During the greater part of the ten days Peggy spent at Blowing Rock, she remained aloof from both lecturers and students, spending most of her time with the Granberrys and Herschel Brickell. Brickell had telephoned her the day before she had set out for Blowing Rock, and she later wrote him that she knew he was going to be nice from the sound of his voice. A lantern-jawed Mississippian with the manners of a Southern gentleman, he appealed to Peggy immediately. He had come without his wife, Norma, who had remained at their home in Ridgefield, Connecticut, and he and Peggy often joined the Granberrys for meals at their house or at the little hotel on the main street of the village.

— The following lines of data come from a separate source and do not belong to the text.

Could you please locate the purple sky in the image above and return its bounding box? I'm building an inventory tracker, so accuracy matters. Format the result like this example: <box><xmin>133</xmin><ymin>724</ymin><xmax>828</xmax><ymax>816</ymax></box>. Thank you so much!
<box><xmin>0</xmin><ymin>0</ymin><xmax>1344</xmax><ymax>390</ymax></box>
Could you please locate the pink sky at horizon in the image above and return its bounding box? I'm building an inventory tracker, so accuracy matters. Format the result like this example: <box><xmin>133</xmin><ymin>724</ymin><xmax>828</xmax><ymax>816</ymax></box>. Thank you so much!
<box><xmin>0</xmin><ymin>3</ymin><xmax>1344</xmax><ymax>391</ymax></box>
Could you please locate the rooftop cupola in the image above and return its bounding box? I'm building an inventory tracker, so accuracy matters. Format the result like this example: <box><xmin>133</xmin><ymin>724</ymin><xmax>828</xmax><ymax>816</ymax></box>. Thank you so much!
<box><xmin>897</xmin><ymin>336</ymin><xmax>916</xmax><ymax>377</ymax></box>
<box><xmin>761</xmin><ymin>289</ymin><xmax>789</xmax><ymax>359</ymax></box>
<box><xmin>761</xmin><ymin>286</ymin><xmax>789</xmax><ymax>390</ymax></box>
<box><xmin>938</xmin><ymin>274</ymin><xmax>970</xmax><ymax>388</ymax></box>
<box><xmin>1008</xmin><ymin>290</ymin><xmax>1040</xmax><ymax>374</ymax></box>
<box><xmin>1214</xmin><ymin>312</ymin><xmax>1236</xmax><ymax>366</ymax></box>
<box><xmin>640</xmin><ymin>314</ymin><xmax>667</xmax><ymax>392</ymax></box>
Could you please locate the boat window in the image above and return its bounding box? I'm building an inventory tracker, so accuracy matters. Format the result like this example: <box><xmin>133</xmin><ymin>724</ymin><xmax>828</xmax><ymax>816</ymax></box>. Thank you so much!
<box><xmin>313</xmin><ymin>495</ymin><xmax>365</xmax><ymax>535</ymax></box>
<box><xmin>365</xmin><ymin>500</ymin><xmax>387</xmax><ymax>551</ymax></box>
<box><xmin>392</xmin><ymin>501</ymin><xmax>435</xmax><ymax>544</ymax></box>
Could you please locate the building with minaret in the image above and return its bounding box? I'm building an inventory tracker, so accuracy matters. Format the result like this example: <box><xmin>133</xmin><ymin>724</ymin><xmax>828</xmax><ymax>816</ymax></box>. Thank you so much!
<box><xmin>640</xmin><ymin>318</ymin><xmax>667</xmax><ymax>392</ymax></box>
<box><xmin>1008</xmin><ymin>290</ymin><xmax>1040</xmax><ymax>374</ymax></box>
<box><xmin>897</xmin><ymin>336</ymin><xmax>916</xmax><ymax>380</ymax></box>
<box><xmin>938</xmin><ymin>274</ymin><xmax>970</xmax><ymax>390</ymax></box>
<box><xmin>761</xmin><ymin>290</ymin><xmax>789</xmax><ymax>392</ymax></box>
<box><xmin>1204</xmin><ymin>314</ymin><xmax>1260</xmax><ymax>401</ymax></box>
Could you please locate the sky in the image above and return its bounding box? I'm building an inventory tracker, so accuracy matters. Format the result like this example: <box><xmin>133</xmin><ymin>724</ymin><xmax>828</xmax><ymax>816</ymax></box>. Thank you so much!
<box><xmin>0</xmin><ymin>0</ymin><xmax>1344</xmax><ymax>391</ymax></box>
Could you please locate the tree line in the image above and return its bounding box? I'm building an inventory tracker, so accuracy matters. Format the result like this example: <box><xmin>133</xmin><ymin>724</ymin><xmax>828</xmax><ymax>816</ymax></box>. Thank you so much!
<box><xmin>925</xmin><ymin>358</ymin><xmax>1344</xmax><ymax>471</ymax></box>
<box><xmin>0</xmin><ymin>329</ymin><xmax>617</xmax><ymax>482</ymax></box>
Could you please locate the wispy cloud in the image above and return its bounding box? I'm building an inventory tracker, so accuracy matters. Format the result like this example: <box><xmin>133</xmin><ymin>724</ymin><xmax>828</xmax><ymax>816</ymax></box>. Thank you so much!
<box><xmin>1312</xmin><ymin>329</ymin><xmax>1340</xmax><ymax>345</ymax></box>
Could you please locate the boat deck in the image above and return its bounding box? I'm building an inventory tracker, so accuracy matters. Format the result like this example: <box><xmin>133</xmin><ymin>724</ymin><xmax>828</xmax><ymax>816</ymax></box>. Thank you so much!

Granberry, a slight, dark man with a trim mustache and a rushed way of speaking, and Brickell, with his soft drawl, were both good speakers, and Peggy enjoyed attending their lectures. For the most part, however, she remained in her room when she was not with the Granberrys or Brickell. It was no use trying to keep her identity secret among the school’s faculty and students, for the news that she was on campus had quickly circulated. But there seemed to be no reporters in town, and people accepted her presence among them in an interested but respectful manner. At the Granberrys’, Peggy felt impelled to talk about herself, though always with great humor and vivacity. Discussion centered on the book, the reviews, and the new pressures in her life caused by the suddenness of her fame; but, because the book was such a success story and the author such an enigma, people liked listening to her and were fascinated to learn what they could about Gone With the Wind and its author.